Ex-FPÖ-AbgeordneterFluchthilfe für Marsalek? Schellenbacher freigesprochen

Ex-Wirecard-Manager Jan Marsalek befindet sich seit Jahren auf der Flucht. Ein früherer FPÖ-Abgeordnete wird nun vom Vorwurf freigesprochen, ihm bei dieser geholfen zu haben. Die Staatsanwaltschaft geht direkt in Berufung.
Ein Gericht in Österreich hat einen ehemaligen Abgeordneten der rechtspopulistischen FPÖ vom Vorwurf der Fluchthilfe für den international gesuchten früheren Wirecard-Manager Jan Marsalek freigesprochen. Die Absicht, Marsalek zu helfen, sich der Strafverfolgung zu entziehen, habe Thomas Schellenbacher nicht nachgewiesen werden können, sagte eine Sprecherin des Gerichts.

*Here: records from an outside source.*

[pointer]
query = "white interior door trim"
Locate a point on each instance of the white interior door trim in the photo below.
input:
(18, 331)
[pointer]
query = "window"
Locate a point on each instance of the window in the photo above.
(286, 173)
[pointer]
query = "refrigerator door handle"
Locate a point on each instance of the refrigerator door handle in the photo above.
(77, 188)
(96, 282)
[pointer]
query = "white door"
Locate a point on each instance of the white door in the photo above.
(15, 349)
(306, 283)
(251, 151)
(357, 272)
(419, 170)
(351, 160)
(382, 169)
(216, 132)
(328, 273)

Die Staatsanwaltschaft wirft Schellenbacher vor, Marsalek geholfen zu haben, vom Flugplatz Bad Vöslau rund 30 Kilometer südlich von Wien nach Belarus zu fliehen - und den Charterflug dabei vermittelt, organisiert und die Abwicklung überwacht zu haben, wie es im österreichischen "Kurier" heißt. Die Behörde meldete an, in Berufung zu gehen. Damit ist das Urteil nicht rechtskräftig.
Das ehemalige Wirecard-Vorstandsmitglied Marsalek war 2020 kurz nach Bekanntwerden des Bilanzskandals bei dem Zahlungsdienstleister ins Ausland geflohen und wird international gesucht. Gegen Marsalek ermittelt die Staatsanwaltschaft München I wegen mehrerer Vermögens- und Wirtschaftsdelikte. Laut einer im September veröffentlichten internationalen Medienrecherche lebt er derzeit unter falscher Identität in Moskau und soll für den russischen Geheimdienst arbeiten.
Laut dem "Kurier" betonte die Richterin in ihrer Begründung, es sei keine Absicht und auch kein persönliches Interesse Schellenbachers an einer Flucht Marsaleks nachweisbar gewesen. Zudem sei eine zentrale Frage unbeantwortet geblieben: Ob Marsalek zu diesem Zeitpunkt überhaupt bereits eine konkrete Straftat begangen hatte, konnte "nicht abschließend beurteilt werden". Somit fehle dem Begünstigungsvorwurf die rechtliche Grundlage, so die Richterin. Verurteilt wurde Marsalek, dessen Verbleib nicht abschließend geklärt ist, bis heute nicht.
Die Staatswanwaltschaft hatte dem "Standard" zufolge im Prozess darauf verwiesen, dass Schellenbacher in einer Einvernahme selbst angegeben habe, er habe geglaubt, Marsalek nie wiederzusehen.